Rotavirus used to infect most youngsters until a widely available oral vaccine came out in 2006. The virus, which causes severe diarrhea and thus life-threatening dehydration, still kills more than 450,000 kids globally every year, largely in Asia and Africa, because the vaccine is not always effective. Vanessa Harris of the University of Amsterdam wanted to find out why infants in those regions have such high rates of so-called nonresponders. Perhaps, she reasoned, the microbes that live in a child's large intestine played a role.
Harris and her colleagues, including collaborators in South Asia, studied 66 Pakistani infants and 66 matched Dutch control subjects, all of whom received the oral rotavirus vaccine. Most of the children in the Netherlands mounted the expected immune response, but only 10 of those in Pakistan did the same. A genetic scan of fecal samples taken from each infant before the vaccine revealed that the responders harbored a higher diversity of microbes in their intestinal tract. They also carried more organisms from the group Proteobacteria.

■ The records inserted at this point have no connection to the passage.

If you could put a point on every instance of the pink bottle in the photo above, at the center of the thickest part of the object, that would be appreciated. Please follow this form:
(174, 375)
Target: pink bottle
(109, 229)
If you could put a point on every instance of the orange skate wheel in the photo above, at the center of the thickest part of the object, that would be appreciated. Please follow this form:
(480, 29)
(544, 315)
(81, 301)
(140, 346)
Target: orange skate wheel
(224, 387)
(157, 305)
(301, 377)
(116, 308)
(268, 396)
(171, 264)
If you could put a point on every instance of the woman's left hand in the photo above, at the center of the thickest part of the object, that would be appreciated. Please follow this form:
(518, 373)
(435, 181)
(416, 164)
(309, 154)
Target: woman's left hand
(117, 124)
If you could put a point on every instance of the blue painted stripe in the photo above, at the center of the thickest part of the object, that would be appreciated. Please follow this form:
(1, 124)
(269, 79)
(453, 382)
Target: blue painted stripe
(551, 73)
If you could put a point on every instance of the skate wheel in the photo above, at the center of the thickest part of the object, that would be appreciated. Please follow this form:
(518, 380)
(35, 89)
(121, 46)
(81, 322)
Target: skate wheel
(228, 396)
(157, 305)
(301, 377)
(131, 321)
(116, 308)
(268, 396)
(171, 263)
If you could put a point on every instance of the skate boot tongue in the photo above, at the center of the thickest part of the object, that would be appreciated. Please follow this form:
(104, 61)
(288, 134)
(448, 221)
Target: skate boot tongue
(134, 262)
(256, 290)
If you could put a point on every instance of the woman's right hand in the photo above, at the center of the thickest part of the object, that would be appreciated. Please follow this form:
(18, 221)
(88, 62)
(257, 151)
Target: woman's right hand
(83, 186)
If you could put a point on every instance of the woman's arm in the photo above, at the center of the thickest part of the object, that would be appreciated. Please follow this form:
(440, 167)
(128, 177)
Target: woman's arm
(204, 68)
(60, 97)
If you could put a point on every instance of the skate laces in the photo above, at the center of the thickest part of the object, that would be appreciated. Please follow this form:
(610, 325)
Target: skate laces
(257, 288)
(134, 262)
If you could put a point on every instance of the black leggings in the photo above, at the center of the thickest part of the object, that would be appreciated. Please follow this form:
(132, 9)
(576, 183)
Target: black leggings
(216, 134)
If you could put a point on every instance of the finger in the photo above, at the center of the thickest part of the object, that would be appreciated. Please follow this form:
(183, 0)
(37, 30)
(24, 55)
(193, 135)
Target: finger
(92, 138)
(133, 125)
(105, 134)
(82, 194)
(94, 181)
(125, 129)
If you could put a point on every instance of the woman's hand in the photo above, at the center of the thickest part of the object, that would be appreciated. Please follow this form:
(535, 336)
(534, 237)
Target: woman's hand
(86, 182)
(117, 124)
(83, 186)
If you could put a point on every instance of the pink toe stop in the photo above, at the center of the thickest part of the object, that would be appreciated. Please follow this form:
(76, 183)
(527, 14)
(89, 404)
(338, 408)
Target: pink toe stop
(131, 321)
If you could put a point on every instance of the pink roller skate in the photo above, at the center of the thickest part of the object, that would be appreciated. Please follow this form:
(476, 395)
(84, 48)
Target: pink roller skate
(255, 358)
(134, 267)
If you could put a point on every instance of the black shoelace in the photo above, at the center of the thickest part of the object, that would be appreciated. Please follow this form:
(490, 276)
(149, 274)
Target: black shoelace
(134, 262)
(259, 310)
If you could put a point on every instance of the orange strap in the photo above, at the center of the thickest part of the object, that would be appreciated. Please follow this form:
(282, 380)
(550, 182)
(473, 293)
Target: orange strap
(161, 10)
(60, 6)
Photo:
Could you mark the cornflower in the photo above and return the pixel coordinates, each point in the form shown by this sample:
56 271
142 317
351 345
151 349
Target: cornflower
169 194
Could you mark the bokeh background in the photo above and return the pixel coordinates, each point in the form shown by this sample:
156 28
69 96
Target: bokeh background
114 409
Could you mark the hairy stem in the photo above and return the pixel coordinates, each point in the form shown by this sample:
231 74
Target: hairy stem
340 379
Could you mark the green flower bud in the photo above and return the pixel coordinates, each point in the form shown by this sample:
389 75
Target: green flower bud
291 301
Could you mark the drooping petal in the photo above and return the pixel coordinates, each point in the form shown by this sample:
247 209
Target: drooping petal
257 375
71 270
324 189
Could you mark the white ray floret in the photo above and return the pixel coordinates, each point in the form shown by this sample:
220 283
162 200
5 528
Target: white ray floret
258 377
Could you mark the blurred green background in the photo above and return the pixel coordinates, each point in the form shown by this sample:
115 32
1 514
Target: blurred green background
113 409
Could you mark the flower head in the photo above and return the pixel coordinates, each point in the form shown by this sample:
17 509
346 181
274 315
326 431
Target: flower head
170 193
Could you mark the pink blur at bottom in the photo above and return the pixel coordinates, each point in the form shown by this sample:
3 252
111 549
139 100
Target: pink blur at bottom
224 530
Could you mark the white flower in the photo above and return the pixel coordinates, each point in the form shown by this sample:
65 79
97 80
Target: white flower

Many Proteobacteria propel themselves with the help of tail-like flagella. Those tails contain flagellin, a protein known to bolster immune cell activity. An abundance of such bacteria in the body could act as a natural immunity—and thus vaccine—booster, says Bali Pulendran, an immunologist at the Emory University School of Medicine, who was not involved in the study, which was presented in March at a Keystone Symposia meeting in Colorado.
Last year Pulendran and his colleagues demonstrated the role of flagellated bacteria in the success of the influenza vaccine. Mice living in a sterile environment that had no intestinal bacteria, as well as those inoculated with only nonflagellated bacteria, failed to raise antibodies after receiving the shot, rendering it useless. Normal mice and those inoculated with only flagellated bacteria, however, launched the typical, strong immune activity. A small follow-up human study by the team could soon reveal whether the same pattern shows up among people who have received three types of different broad-spectrum antibiotics.
Other microbial factors might also be at play. Research published in 2014 in Pediatrics showed that varying compositions of gut bacteria in Bangladeshi infants correlated with reactions to the tetanus, tuberculosis and oral polio vaccines. Taken together, these lines of research indicate that our body's native bacteria may help determine our individual immune response to vaccines. Whether the findings will eventually lead to microbiome screens or specially formulated probiotic supplements for ingestion prior to vaccination remains to be seen.
Still, a more thorough account of all the tiny organisms that live within us could help scientists make significant improvements in vaccine efficacy. And those small steps could save many thousands of lives.